I would love her if she let me.

What happened next was a “Thank you and good-night”—and then a rapid heartbeat and a search for comfort. Inside I drank a half gallon of water and shuffled over to unplug the skeletal reindeer out front. From the black hole of my living room I saw a girl smoking on the porch next door and for a moment I considered talking to her. I knew her face and her name. She’d seen the reindeer go dead. Maybe that upset her. The night is over, the night is over. . . .

“God damn hell of a party, if you ask me,” is probably all I could have mustered. The little glow at the end of her cigarette was dying and I could tell that she was barely alive anyway. Better leave her to it. Nothing new to offer this poor girl.

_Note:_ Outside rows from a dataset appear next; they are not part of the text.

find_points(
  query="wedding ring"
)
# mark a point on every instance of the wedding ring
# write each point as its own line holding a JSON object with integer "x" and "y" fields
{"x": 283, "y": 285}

I went into my room and closed the door behind me. Peeled my clothes off a pale wiry frame and sat down on the bed. The blackness shifted and swirled into terrible imaginary storms. The sun would soon come up and I didn’t want to be around to see it. I flattened myself out and lay there still. Eyes open, mind empty. Dante appeared from the gloom and curled up next to me, resting his little cat head on my thigh. We were both gone by the time the new day awakened.